Many of the LLMs are already surpassing the human baseline level of performance on such tests, indicating what researchers call “saturation.” Thomas Wolf, a co-founder and the chief science officer of Hugging Face, said that usually happens when models improve their capabilities to the point where they outgrow specific benchmark tests — much like when a student moves from middle school to high school — or when models have memorized how to answer certain test questions, a concept called “overfitting.”
When that happens, models do well on previously performed tasks but struggle in new situations or on variations of the old task.
“Saturation does not mean that we are getting ‘better than humans’ overall,” Wolf wrote in an email. “It means that on specific benchmarks, models have now reached a point where the current benchmarks are not evaluating their capabilities correctly, so we need to design new ones.”
Some benchmarks have been around for years, and it becomes easy for developers of new LLMs to train their models on those test sets to guarantee high scores upon release.
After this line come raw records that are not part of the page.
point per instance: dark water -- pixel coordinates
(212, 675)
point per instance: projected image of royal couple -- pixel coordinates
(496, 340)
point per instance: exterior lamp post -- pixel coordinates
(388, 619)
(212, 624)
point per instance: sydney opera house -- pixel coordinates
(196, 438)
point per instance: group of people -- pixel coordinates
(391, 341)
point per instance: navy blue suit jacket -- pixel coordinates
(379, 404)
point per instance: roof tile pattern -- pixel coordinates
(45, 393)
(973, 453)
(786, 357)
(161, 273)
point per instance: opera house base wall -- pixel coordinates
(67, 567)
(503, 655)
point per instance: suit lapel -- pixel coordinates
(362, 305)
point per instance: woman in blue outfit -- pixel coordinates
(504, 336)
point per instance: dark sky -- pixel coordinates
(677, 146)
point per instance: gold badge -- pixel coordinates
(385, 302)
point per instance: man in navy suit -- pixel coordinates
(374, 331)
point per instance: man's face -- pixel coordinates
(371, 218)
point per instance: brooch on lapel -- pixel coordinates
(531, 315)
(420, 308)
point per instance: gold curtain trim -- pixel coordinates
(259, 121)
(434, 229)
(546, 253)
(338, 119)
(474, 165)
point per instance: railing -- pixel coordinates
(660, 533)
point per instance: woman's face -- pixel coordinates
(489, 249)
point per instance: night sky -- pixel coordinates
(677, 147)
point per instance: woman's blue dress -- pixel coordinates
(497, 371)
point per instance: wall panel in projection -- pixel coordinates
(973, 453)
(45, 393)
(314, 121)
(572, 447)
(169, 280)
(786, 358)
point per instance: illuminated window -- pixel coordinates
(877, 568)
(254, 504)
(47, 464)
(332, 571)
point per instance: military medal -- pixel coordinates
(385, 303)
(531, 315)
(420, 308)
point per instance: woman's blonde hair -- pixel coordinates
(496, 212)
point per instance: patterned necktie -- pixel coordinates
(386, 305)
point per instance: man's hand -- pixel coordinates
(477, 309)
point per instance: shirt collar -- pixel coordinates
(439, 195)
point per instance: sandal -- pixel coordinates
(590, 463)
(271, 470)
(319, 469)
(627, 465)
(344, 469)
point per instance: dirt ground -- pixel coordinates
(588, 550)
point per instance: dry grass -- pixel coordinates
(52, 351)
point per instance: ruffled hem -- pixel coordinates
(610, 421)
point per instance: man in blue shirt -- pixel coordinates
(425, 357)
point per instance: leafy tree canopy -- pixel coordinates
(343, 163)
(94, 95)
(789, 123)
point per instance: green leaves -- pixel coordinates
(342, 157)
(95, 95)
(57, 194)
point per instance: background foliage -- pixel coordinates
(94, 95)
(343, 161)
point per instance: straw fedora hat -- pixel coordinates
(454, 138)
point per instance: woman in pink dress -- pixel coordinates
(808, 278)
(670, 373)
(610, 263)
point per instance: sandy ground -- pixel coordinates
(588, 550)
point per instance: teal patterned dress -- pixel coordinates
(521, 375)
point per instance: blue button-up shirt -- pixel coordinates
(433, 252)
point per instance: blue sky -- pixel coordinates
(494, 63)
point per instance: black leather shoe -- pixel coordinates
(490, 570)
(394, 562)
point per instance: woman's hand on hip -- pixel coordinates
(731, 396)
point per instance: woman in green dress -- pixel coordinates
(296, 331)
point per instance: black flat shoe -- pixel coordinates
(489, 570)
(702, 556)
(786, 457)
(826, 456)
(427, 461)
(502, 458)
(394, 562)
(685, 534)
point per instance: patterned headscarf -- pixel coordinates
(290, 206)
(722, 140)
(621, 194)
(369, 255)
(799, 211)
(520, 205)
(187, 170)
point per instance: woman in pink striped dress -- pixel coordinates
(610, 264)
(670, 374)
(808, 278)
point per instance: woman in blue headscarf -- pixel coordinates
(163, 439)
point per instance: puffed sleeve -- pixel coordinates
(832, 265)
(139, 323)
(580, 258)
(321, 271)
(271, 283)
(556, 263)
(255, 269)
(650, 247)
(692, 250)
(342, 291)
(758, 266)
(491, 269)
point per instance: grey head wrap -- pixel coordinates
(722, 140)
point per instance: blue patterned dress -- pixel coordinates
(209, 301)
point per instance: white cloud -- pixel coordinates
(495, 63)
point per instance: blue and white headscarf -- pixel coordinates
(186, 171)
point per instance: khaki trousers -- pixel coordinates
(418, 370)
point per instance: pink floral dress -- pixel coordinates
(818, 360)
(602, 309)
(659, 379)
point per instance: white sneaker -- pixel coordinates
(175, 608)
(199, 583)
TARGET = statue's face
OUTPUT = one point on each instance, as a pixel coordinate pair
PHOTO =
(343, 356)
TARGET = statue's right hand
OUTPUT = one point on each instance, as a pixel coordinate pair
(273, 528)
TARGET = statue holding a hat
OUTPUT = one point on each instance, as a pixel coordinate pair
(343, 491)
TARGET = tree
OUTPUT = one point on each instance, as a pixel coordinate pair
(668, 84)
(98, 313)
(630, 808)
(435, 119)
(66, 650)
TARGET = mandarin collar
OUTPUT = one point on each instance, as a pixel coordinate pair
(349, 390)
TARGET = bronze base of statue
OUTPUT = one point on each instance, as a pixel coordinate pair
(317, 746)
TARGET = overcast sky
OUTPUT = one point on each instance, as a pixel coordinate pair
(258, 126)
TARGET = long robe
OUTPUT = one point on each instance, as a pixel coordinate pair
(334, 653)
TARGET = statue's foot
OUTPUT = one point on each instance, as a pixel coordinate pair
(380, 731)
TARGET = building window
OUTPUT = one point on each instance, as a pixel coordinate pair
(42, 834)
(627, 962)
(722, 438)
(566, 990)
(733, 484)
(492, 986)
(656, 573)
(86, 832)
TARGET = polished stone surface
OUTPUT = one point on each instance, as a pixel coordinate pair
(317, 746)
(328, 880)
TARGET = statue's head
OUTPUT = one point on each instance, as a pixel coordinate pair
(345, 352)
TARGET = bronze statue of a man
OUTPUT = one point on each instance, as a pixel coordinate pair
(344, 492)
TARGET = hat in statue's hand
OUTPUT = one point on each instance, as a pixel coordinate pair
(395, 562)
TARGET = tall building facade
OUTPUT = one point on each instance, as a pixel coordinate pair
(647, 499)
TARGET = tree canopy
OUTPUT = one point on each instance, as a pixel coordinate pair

Chatbot Arena, a leaderboard founded by an intercollegiate open research group called the Large Model Systems Organization, aims to combat that by using human input to evaluate AI models.
Parli said that is also one way researchers hope to get creative in how they test language models: by judging them more holistically, rather than by looking at one metric at a time.
“Especially because we’re seeing more traditional benchmarks get saturated, bringing in human evaluation lets us get at certain aspects that computers and more code-based evaluations cannot,” she said.
Chatbot Arena allows visitors to ask any question they want to two anonymous AI models and then vote on which chatbot gives the better response.
Its leaderboard ranks around 60 models based on more than 300,000 human votes so far. Traffic to the site has increased so much since the rankings launched less than a year ago that the Arena is now getting thousands of votes per day, according to its creators, and the platform is receiving so many requests to add new models that it cannot accommodate them all.
Chatbot Arena co-creator Wei-Lin Chiang, a doctoral student in computer science at the University of California-Berkeley, said the team conducted studies that showed crowdsourced votes produced results nearly as high-quality as if they had hired human experts to test the chatbots. There will inevitably be outliers, he said, but the team is working on creating algorithms to detect malicious behavior from anonymous voters.
As useful as benchmarks are, researchers also acknowledge they are not all-encompassing. Even if a model scores well on reasoning benchmarks, it may still underperform when it comes to specific use cases like analyzing legal documents, wrote Wolf, the Hugging Face co-founder.
That’s why some hobbyists like to conduct “vibe checks” on AI models by observing how they perform in different contexts, he added, thus evaluating how successfully those models manage to engage with users, retain good memory and maintain consistent personalities.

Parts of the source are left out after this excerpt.